D’après une histoire vécue par Elisabeth Fanger, J’avais dix huit ans (Ed. Ramsay). Avec : Isild Le Besco (Lili), Ouassini Embarek (Bada), Nicolas Duvauchelle (Alain), Laurence Cordier (Joëlle), Fotini Kodoukaki (l’amie grecque), Leonor Graser (l’amie parisienne), Emmanuelle Bercot (Laurence), Odile Vuillemin (la sœur), Catherine Davenier (la mère), Nicolas Pignon (le père). 1h35

La France des années 70. Lili, étudiante des beaux-arts de dix-neuf ans, vit dans un appartement bourgeois parisien avec son père et sa grande sœur. Elle héberge en douce sa copine de classe.

Lili s'ennuie passablement et croise un jour Bada dans un bar. Il lui tape dans l'œil, et elle veut le revoir. Lili le dessine tout de suite. Elle le retrouve le soir même, et c'est le coup de foudre. Leur aventure commence.

Seulement voilà, Bada prend part à un hold-up qui tourne mal. Il débarque chez Lili avec son pote Alain. Ensemble, ils doivent prendre la fuite. Lili se joint à eux et à la copine d'Alain. Ils partent se cacher là où ils peuvent avec leur butin : en Espagne, au Maroc puis en Grèce....

Tourné en noir et blanc et en numérique, le film embarque pour une aventure en plusieurs étapes. C'est d'abord une chambre, des couloirs et des cafés à Paris. Puis Lili qui vit à cent à l'heure après avoir prononcé le fameux "à tout de suite" au téléphone avant de s'effondrer en Grèce, liens sensori-moteurs brisés, puis de renaître progressivement à la vie.
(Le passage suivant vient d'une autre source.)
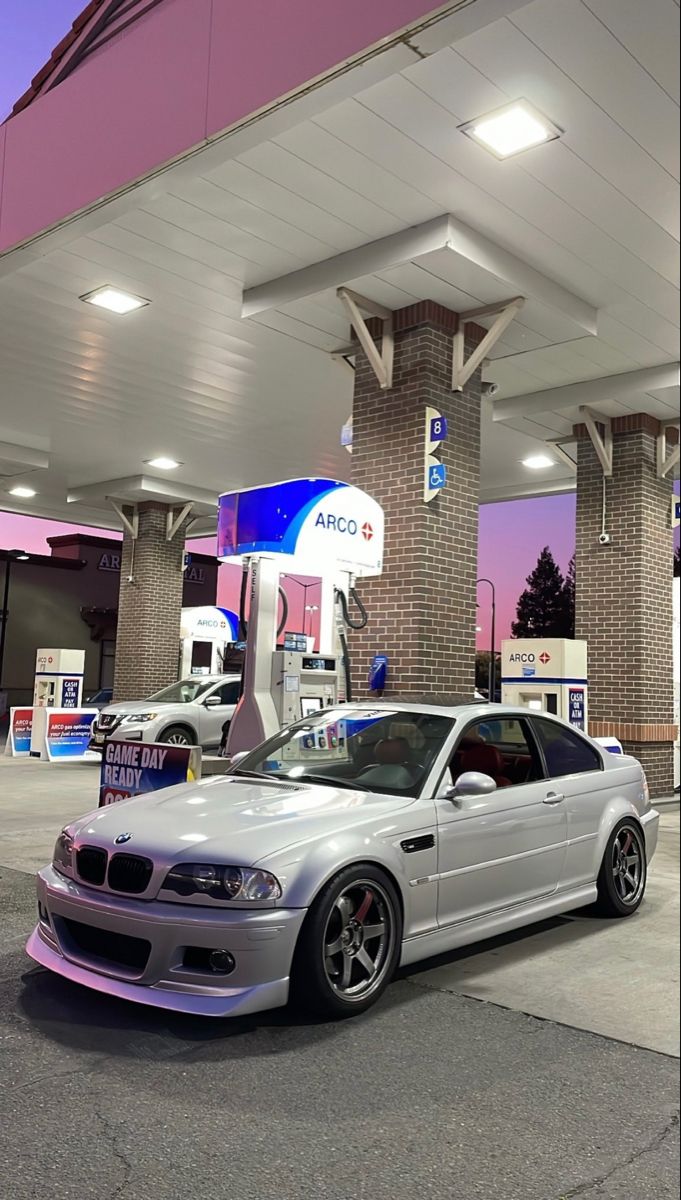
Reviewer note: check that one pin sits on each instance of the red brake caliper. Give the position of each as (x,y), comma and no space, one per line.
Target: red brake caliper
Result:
(365,906)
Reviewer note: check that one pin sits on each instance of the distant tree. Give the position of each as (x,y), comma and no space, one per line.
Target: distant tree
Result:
(542,609)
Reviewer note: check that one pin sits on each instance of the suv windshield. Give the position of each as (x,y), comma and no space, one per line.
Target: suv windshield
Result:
(182,693)
(375,750)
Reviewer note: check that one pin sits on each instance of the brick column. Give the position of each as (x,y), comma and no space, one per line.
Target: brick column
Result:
(624,595)
(422,609)
(148,640)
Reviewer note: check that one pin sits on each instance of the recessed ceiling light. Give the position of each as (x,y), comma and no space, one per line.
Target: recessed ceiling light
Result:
(510,130)
(163,463)
(114,300)
(538,461)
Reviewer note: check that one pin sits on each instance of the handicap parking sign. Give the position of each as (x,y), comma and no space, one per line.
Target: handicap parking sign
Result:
(437,475)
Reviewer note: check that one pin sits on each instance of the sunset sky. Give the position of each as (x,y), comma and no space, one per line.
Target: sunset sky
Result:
(511,535)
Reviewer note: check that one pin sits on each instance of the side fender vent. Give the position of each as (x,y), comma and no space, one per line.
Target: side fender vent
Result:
(413,845)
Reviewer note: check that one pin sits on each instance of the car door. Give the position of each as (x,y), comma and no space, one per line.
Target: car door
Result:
(507,847)
(576,769)
(217,708)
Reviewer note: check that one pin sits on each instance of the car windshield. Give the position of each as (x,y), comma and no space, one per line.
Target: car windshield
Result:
(182,693)
(375,750)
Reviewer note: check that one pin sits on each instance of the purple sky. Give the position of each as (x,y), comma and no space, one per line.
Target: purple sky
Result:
(511,535)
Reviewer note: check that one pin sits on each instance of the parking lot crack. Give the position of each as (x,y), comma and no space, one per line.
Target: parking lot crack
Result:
(590,1186)
(112,1139)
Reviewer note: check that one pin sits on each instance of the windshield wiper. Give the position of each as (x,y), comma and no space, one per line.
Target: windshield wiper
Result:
(326,779)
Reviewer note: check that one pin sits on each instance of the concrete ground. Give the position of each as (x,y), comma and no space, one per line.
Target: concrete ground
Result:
(536,1067)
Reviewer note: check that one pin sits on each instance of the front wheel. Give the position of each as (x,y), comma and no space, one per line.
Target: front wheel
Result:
(176,736)
(350,943)
(624,871)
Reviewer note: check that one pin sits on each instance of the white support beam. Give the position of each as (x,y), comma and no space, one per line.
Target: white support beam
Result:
(379,360)
(667,461)
(602,444)
(590,391)
(440,233)
(174,522)
(462,367)
(131,527)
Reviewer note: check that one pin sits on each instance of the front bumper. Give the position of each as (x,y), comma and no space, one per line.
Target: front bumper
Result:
(261,943)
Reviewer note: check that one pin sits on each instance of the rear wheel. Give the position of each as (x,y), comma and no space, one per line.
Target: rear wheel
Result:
(624,871)
(350,942)
(178,736)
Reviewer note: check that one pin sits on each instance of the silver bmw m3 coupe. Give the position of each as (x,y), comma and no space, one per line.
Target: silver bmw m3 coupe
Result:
(360,839)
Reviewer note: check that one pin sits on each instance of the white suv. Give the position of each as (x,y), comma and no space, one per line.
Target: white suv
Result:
(191,712)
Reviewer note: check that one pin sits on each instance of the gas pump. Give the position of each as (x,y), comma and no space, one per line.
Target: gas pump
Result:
(309,527)
(205,635)
(547,673)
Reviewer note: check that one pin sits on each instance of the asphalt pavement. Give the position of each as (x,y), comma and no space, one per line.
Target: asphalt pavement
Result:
(432,1095)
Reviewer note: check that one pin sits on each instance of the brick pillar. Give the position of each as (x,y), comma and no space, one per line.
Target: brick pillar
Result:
(422,609)
(148,641)
(624,595)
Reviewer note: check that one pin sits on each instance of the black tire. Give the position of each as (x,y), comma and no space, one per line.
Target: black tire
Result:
(178,736)
(357,899)
(624,870)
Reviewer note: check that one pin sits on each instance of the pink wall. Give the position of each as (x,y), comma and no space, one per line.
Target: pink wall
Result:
(178,77)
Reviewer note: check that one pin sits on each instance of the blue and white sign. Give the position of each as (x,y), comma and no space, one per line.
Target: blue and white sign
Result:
(321,523)
(576,708)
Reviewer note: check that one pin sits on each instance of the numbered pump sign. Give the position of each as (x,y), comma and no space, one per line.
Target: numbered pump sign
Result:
(434,472)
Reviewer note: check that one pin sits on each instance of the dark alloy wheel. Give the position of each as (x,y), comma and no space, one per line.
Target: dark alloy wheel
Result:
(176,736)
(622,876)
(350,942)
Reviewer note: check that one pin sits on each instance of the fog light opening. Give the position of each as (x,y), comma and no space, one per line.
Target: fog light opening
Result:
(221,961)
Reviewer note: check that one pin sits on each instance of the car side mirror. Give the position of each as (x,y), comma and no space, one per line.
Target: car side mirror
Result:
(471,783)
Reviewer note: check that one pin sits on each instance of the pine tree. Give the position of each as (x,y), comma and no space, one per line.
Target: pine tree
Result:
(542,609)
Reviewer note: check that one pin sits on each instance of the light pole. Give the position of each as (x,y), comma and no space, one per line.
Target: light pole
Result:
(18,556)
(492,658)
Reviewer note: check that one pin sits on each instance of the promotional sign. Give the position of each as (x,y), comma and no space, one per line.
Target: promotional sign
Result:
(20,725)
(576,707)
(70,693)
(320,522)
(68,733)
(132,768)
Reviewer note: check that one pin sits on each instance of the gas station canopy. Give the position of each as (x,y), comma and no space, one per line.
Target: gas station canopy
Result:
(234,174)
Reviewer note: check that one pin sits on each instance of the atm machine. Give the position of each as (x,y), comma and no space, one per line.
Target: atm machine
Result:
(309,527)
(548,675)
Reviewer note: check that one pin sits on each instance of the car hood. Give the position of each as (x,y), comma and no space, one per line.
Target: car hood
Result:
(230,820)
(134,707)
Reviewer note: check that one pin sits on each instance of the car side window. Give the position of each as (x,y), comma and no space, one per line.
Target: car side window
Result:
(501,748)
(228,693)
(565,753)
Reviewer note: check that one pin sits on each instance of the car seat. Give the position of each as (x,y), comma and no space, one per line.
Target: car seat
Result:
(486,760)
(392,766)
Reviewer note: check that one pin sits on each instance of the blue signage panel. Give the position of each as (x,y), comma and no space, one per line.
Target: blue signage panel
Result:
(437,477)
(576,707)
(438,429)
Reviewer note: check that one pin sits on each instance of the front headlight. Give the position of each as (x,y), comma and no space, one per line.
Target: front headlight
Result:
(242,883)
(62,856)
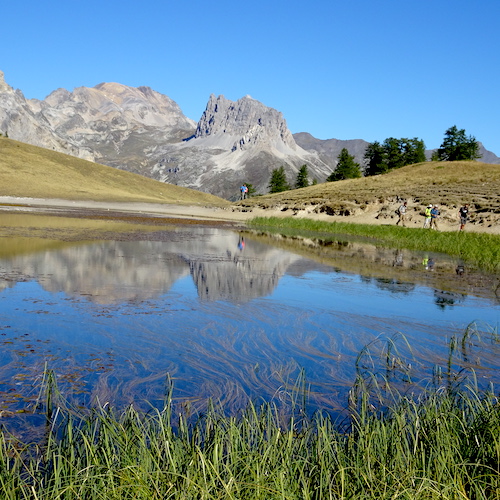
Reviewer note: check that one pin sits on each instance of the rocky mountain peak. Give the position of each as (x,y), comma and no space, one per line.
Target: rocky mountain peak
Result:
(3,86)
(245,124)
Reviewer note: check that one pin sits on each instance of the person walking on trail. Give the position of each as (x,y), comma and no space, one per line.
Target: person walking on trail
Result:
(427,221)
(463,213)
(434,216)
(402,214)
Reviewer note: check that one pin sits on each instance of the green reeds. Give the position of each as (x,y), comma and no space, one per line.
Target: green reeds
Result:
(480,249)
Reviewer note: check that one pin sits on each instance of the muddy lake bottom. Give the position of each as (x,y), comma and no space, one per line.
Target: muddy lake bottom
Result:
(120,312)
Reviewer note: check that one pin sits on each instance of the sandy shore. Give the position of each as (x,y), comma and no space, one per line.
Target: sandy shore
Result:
(230,214)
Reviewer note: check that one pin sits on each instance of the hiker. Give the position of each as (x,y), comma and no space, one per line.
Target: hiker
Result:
(463,213)
(427,221)
(434,216)
(402,214)
(244,191)
(241,243)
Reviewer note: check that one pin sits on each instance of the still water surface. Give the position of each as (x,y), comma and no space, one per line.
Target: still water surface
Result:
(223,320)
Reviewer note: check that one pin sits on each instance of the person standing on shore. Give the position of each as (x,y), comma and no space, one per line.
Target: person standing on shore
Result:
(427,220)
(463,213)
(434,216)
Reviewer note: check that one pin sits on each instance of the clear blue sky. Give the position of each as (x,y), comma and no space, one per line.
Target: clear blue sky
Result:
(356,69)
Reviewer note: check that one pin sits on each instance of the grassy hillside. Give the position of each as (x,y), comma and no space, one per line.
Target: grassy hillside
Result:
(445,183)
(30,171)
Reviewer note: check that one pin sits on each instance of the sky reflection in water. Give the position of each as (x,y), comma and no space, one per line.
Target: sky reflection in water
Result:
(113,318)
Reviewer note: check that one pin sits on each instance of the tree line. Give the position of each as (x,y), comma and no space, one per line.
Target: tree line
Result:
(380,158)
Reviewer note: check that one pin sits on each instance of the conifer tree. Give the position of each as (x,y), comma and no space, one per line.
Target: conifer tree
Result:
(302,177)
(278,182)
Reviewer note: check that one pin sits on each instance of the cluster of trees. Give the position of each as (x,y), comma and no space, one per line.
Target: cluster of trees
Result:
(393,153)
(278,182)
(457,146)
(380,158)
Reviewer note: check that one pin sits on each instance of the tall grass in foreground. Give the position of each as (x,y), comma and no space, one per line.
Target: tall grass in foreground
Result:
(445,445)
(480,249)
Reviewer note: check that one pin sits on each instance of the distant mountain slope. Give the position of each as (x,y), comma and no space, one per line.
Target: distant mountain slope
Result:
(145,132)
(447,184)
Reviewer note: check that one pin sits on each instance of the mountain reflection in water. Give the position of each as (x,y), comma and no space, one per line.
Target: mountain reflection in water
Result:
(223,319)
Ce n'est pas parce qu'il s'agit de deux enfants qui s'aiment confrontés à un braquage trop grand pour eux qu'il faut s'attendre à une version moderne des Amants de la nuit. Même s'il évoque parfois à Nicholas Ray, c'est bien plutôt à Rossellini que fait penser A tout de suite. Le regard d'Isild Le Besco rejoignant souvent celui d'Ingrid Bergman dans son interrogation sur le sens de ce qu'elle voit, de ce qu'elle est en train de vivre.

D'emblée, la voie off nous avertit que l'histoire se raconte au passé. Il s'est déjà passé quelque chose qui n'est plus. Le film démarre pourtant dans la légèreté. Il suffit de pousser, de jour, la porte d'un club parisien. Il suffit d'un échange de regards dans ce lieu inhabituel pour que le coup de foudre s'établisse. Précipité dans un dessin au fusain, cet amour se déclare avec une belle évidence au couple et à tous ceux qui l'entourent.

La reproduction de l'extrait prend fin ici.